What a strange experience to review a movie targeted at movie reviewers. Just a big, dumb rom-com at heart, America's Sweethearts revolves around a junket - the interview opportunity where the world's press gather to ask the luckless actors and director the same questions day after day every 45 minutes. Notting Hill saw Julia Roberts doing the same thing, and while it allows industry types to have a laugh at each other's expense - the press fawn over dull talent in return for some free food and gift-set bribes - it can't be much of a hook to the world at large.
To grab those viewers, it needs a great story, funny set-pieces and characters you want to hang out with. As it is, America's Sweethearts limps along thanks to its star names making the most of passable farce and pratfall gags. As a satire on Hollywood, it's a toothless old dog, but at least it's a cute, cuddly one.
Joke Station Central is Billy Crystal, who co-wrote, so it's natural that he's given himself all the best lines. As the publicist, he's the manipulative one, the panicking one, and the one who gets his nuts licked by a really scary Doberman. At the opposite end of the comedy spectrum is Julia Roberts as Kiki, the sensible, humble sister and personal assistant of Catherine Zeta-Jones's Gwen. Sure Kiki's the sweet adorable one that you root for, but does she have to be so dull? And continuing the current fad of thin actresses donning prosthetic fat suits (because, you know, fat people are reeaaally funny), she wobbles around in flashbacks being entirely overlooked by John Cusack. Once again, here's Hollywood delivering the contradictory messages that it's fine to be whoever you are, but that true love can only be found in a size 10 dress.

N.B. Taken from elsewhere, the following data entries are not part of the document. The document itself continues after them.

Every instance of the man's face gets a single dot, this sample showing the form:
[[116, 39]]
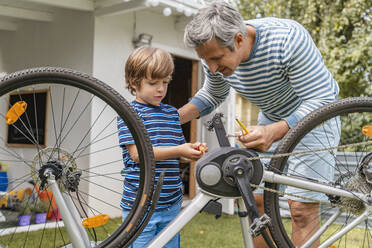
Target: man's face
[[218, 58]]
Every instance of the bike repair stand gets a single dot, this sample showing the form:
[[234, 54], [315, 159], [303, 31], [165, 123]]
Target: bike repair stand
[[224, 172]]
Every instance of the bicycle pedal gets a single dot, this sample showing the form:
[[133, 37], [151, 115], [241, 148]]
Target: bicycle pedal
[[259, 225], [95, 221]]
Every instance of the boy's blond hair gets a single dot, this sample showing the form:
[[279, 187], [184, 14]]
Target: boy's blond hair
[[147, 63]]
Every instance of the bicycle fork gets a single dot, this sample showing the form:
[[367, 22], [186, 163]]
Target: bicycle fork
[[75, 230]]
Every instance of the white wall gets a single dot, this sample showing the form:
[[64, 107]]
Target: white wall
[[67, 41]]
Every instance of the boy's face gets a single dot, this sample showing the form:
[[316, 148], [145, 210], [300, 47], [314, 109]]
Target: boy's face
[[152, 91]]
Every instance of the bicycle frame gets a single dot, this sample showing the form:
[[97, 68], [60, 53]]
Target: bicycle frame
[[194, 207], [76, 231]]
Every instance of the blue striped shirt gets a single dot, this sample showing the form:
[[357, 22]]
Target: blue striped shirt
[[284, 75], [163, 126]]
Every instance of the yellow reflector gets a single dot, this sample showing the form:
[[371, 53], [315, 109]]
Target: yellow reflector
[[367, 131], [96, 221], [15, 112]]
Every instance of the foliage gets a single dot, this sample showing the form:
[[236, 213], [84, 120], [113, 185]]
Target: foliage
[[341, 29]]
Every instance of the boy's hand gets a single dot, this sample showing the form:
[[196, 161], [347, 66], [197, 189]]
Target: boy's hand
[[189, 150], [201, 147]]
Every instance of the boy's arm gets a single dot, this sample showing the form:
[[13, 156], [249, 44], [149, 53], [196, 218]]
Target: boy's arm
[[186, 150]]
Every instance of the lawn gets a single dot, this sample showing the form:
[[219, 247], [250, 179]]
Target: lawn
[[203, 231]]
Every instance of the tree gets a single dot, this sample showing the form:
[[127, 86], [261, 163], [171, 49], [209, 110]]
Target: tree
[[341, 29]]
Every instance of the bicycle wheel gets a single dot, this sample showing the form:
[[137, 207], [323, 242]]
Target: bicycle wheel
[[69, 126], [312, 139]]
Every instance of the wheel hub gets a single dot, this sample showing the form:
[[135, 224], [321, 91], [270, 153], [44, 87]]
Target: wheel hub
[[55, 160]]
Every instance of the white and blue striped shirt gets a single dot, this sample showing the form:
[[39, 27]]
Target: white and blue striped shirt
[[163, 126], [284, 76]]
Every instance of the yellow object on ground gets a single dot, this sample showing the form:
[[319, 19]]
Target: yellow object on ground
[[367, 131], [96, 221], [15, 112]]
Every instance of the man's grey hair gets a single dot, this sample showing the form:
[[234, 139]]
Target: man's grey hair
[[216, 20]]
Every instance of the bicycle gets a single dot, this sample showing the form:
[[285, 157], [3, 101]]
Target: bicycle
[[73, 168]]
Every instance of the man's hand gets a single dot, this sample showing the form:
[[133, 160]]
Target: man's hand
[[261, 138]]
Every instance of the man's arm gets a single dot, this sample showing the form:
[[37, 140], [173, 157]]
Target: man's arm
[[262, 137], [188, 112]]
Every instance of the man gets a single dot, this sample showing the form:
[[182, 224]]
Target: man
[[273, 63]]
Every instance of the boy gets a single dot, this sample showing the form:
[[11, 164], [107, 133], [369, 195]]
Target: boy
[[148, 71]]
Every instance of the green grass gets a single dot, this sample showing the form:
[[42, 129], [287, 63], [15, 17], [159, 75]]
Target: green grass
[[204, 230], [207, 231]]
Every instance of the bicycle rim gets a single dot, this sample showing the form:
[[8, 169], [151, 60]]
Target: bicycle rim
[[345, 118], [70, 124]]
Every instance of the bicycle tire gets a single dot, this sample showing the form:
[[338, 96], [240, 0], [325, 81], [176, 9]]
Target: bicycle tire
[[359, 110], [90, 93]]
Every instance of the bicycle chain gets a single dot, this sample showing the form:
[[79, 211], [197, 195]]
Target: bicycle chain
[[299, 153]]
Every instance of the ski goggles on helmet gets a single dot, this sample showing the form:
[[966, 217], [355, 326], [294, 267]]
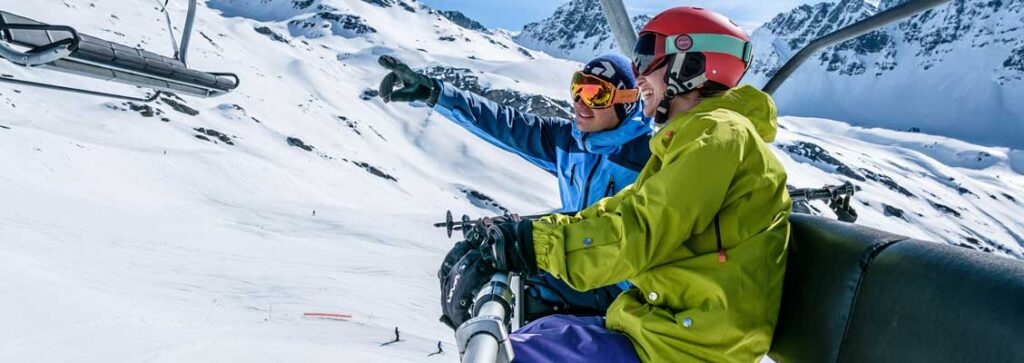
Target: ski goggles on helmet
[[646, 58], [598, 93], [652, 48]]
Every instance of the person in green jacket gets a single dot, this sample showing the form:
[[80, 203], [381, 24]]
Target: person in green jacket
[[701, 234]]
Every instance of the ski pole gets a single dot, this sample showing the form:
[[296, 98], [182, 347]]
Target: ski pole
[[484, 338]]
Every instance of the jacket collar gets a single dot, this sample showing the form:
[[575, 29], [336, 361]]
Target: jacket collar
[[610, 142]]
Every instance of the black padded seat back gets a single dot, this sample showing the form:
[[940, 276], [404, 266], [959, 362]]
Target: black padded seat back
[[99, 58], [823, 271], [925, 301]]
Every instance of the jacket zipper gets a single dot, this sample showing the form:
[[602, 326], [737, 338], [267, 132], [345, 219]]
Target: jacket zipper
[[586, 186], [611, 186]]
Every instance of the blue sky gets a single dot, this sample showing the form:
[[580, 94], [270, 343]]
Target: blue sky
[[514, 14]]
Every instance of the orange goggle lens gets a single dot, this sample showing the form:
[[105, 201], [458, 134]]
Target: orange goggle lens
[[598, 93]]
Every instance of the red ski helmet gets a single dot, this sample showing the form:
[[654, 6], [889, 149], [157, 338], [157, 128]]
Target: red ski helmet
[[724, 47]]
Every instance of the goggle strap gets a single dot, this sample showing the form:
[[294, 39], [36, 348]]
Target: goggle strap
[[718, 43], [626, 95]]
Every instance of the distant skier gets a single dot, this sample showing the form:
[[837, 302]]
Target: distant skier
[[701, 234], [594, 156]]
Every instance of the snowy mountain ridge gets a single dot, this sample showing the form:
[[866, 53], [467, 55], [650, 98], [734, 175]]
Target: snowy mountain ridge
[[203, 230], [577, 31], [960, 64]]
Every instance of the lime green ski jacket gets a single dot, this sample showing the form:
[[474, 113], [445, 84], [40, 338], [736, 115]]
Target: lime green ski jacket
[[687, 304]]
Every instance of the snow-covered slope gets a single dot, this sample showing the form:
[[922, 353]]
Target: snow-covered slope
[[577, 31], [202, 230], [143, 233], [955, 71]]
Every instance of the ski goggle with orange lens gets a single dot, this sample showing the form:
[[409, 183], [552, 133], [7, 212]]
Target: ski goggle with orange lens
[[598, 93]]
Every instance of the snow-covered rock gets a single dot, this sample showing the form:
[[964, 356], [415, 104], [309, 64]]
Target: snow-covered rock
[[577, 31], [955, 71], [202, 230]]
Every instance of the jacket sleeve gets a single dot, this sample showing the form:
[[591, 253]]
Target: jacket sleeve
[[530, 136], [647, 224]]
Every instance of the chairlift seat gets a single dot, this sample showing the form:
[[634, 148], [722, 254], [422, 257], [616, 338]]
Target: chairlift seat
[[112, 62]]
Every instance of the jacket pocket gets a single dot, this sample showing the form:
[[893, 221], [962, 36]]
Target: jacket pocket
[[572, 174], [702, 325]]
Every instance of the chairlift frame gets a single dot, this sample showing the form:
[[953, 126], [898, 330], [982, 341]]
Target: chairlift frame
[[62, 48], [487, 346]]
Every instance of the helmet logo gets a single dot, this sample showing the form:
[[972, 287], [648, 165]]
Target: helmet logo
[[684, 42]]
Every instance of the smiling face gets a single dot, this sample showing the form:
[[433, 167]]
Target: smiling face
[[594, 120], [652, 90]]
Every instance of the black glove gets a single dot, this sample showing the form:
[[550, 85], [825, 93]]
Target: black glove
[[416, 86], [475, 235], [844, 211], [509, 247], [460, 286]]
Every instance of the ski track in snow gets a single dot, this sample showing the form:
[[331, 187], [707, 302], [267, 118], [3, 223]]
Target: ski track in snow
[[126, 238]]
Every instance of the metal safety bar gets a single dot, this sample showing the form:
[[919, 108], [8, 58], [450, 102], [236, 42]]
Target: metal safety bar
[[484, 338]]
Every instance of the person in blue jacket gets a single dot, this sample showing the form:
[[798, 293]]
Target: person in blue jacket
[[594, 156]]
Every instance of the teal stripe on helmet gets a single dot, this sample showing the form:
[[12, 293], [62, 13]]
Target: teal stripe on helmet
[[711, 43]]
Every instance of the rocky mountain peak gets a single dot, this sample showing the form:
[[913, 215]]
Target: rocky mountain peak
[[576, 31]]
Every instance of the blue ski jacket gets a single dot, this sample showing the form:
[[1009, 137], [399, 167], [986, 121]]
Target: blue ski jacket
[[589, 166]]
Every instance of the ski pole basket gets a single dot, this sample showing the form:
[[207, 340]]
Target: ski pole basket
[[62, 48]]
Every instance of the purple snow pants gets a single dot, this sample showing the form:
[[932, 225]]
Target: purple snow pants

Best performances come from Zeta-Jones and Cusack - her all beaming grins and "me, me, me", him all mumbling and hurt. Looks aside, why he should have ever been attracted to such a selfish attention junkie is never truly explored, but hey, this is romantic comedy painted with the broadest of brushes.
But get past the interplay between these four characters, and all the rest of the film is just so-so. Unremarkably shot by ex-Walt Disney Studios chairman Joe Roth and peppered with product endorsements, the film's dragged down by shameless mugging from incidental characters, reaching its nadir with Hank Azaria's lispy, Spanish lunkhead boyfriend. And although Christopher Walken belatedly puts in a joyful turn as genius auteur Hal Weidmann, he's the only high point in a final third that sinks into a mire of predictable "I love you" pronouncements and tiny-penis jokes.
Ultimately, America's Sweethearts' most impressive virtue is how its stars manage to turn some flimsy, frankly unremarkable material into a relatively enjoyable comedy.